By Peggy Lou Morgan; 203 pages. Subtitle: Everything You Need to Know to Plan for and Protect Your Child's Future.
When you're up to your eyebrows in therapists and IEPs and doctor visits and research, it's hard to imagine a time when you'll have to deal with issues like where your adult child is going to live and work and find friendship. Often, we put those thoughts off -- but that time comes more quickly than you think, and without some advance preparation, it's rough on everyone. Morgan, author of Parenting Your Complex Child, provides a calm, experienced voice to lead you through.
- Handles a subject that's often lost among all the "cure your child!" books
- Gives a parent's-eye view to all the arrangements you'll need to make
- Uses the author's own son as illustration
- Provides lots of sample forms and instructions sheets
- Offers a calm voice on a subject that makes many parents panic
- There's a lot of work to do, and you haven't started it yet
- Most appropriate for families of adults with significant disabilities and communication problems
- Chapter 1: The Nest Is Never Empty - An Empty Bedroom Does Not Clear the Nest in Your Heart
- Chapter 2: That Nagging Question - What Happens to My Child When I'm Gone?
- Chapter 3: Loneliness Is the Only Real Disability - Relationships, the Most Important Part of Life
- Chapter 4: Your Child's Pursuit of Happiness - The Struggle for Rights
- Chapter 5: Discovering Your Child's Dream
Chapter 6: Researching the Options - Chapter 7: Drafting a Transitional Plan
Chapter 8: Setting Goals to Accomplish the Transitional Plan - Chapter 9: Estate Planning
Chapter 10: Working With Your Attorney - Chapter 11: Implementing the Plan a Step at a Time
- Chapter 12: The Nest May Seem Empty, But You Aren't Done Yet
- Chapter 13: Continuing the Civil Rights Movement for Disability Rights
Appendixes - Sample Forms
There's no stage of raising a child with special needs that's not, in some way, overwhelming. But those early stages, post-diagnosis, are the ones that get all of our passion and energy. Driven by love and grief and curiosity and a vision of maximized potential, we throw everything we have into giving our children all the attention and interventions possible.
By the time the transition to adulthood comes about, maybe we're just tuckered out. Or pragmatic and not easily moved to the kind of passionate action that once drove us.

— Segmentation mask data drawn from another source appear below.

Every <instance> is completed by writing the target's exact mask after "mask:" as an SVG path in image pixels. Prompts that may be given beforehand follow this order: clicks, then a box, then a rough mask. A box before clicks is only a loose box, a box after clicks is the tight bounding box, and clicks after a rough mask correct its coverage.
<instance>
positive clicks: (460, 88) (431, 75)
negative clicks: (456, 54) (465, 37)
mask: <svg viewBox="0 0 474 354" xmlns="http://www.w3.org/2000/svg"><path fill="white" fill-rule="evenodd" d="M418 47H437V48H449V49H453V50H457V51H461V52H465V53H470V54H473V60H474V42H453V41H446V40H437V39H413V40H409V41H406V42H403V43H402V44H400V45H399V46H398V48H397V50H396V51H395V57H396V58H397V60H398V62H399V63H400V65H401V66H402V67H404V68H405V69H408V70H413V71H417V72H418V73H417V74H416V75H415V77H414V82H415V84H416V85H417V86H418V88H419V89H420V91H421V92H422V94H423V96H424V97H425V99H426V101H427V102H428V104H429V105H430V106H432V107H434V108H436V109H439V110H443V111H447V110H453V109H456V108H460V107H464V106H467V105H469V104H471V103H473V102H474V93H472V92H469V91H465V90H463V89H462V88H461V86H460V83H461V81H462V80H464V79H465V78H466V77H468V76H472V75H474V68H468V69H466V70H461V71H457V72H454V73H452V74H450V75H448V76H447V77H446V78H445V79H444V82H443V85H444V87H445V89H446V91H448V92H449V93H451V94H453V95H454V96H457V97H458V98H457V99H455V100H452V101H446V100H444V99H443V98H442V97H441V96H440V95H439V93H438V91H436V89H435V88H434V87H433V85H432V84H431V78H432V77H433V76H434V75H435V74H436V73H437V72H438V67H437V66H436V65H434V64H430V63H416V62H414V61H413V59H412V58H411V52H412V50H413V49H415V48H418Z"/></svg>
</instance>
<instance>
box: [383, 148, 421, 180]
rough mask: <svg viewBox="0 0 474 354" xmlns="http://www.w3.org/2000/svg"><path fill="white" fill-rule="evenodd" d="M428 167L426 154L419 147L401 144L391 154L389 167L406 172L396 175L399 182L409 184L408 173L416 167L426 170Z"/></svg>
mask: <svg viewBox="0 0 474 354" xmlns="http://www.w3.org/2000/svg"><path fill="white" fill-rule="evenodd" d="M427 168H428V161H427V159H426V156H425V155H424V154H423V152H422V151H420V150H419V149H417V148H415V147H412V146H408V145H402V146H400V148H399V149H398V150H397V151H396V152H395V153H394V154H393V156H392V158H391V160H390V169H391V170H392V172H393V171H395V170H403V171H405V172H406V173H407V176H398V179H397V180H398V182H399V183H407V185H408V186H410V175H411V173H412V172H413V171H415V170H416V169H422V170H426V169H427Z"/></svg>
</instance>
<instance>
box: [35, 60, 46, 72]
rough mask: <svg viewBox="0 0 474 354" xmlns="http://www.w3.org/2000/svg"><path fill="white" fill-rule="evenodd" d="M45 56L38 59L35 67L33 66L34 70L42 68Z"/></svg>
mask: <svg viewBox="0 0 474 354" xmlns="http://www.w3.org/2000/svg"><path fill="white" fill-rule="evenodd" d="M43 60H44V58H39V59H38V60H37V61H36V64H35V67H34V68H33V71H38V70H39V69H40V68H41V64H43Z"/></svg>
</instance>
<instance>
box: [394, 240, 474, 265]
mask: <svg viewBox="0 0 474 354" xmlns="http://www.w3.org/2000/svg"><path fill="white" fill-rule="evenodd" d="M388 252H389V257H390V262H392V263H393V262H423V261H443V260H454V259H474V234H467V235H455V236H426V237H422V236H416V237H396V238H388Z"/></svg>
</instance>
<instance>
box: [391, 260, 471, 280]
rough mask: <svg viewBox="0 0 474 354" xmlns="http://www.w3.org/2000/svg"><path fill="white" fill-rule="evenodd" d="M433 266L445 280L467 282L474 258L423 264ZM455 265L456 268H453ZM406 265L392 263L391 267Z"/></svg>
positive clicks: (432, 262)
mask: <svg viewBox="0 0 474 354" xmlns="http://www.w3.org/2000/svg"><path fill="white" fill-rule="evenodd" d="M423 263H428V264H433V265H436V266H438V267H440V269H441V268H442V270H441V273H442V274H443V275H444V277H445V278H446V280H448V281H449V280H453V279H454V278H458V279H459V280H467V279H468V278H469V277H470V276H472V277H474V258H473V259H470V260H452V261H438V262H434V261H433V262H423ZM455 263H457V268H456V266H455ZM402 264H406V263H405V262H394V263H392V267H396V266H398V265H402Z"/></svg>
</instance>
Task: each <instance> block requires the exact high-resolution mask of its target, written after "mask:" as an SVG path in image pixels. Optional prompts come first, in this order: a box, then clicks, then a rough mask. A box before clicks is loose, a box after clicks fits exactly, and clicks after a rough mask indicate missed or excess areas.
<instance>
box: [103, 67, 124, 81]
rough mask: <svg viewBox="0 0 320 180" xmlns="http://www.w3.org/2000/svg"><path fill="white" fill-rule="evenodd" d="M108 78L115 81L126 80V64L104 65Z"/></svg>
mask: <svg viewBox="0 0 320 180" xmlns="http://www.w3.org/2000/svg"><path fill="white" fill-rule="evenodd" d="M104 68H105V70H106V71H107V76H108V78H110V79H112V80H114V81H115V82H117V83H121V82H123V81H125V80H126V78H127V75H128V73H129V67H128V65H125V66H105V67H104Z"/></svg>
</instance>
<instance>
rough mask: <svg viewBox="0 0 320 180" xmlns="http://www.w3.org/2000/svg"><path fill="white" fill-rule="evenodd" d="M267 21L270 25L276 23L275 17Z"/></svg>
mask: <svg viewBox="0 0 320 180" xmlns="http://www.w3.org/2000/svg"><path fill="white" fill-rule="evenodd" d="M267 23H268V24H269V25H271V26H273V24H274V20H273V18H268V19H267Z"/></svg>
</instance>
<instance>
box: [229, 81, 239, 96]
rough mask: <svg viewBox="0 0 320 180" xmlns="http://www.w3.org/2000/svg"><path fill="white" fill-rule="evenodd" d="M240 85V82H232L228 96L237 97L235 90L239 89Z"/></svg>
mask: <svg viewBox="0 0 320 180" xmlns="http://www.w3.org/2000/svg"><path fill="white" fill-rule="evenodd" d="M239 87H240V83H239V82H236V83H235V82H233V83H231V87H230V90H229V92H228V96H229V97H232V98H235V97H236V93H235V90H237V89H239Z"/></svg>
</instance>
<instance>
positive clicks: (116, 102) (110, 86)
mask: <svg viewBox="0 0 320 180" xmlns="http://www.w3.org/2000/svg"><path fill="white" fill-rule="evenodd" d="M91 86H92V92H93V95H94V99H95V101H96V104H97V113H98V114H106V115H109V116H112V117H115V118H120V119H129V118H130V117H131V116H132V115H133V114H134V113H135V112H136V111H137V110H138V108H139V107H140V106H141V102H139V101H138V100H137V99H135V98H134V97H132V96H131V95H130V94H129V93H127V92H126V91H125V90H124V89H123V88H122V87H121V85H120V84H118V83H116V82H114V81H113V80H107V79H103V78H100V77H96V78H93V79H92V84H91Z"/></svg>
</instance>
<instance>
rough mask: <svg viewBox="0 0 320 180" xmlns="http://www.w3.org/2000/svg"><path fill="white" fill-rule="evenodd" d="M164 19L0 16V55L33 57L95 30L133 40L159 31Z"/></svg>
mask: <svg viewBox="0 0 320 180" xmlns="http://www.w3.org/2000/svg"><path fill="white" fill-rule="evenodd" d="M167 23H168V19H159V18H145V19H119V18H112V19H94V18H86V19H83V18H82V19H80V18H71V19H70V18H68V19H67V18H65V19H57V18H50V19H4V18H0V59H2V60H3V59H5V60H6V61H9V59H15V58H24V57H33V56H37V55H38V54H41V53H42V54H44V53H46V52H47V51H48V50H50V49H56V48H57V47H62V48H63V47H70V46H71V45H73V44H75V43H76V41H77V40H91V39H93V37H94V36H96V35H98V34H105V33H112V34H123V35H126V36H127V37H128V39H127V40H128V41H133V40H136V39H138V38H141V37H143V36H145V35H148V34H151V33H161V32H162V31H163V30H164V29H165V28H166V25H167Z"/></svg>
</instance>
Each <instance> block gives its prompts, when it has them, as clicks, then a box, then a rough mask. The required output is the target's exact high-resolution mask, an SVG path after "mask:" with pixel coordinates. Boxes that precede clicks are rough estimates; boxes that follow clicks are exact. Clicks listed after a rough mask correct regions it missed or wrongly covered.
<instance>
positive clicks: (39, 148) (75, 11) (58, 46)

Arranging for workshop programs or residential placements may seem too final, like giving up on that happily ever after. So it's good to have a book like Parenting an Adult With Disabilities or Special Needs to jumpstart our advocacy and remind us that it's still all about maximizing potential.
Morgan concentrates not so much on the legal and financial issues involved in parenting adults with special needs -- though you will find information on those -- as on the emotional and practical steps parents need to make to assure their adult children's future. Keeping a detailed notebook on your child's likes, dislikes, routines, and history, for example. Helping your child transition to a new living environment while you're still around to visit. Making sure there will be familiar things and faces wherever your child ends up. Finding work that doesn't just occupy time, but makes it meaningful.
Those things are really not so different from the creative ways we advocated for our kids when they were little. It's time to work up enthusiasm for that process again, and Morgan's a great coach, sharing stories of her own son and providing examples of all the work she did for him for the rest of us to copy. The sooner you get to it, the better.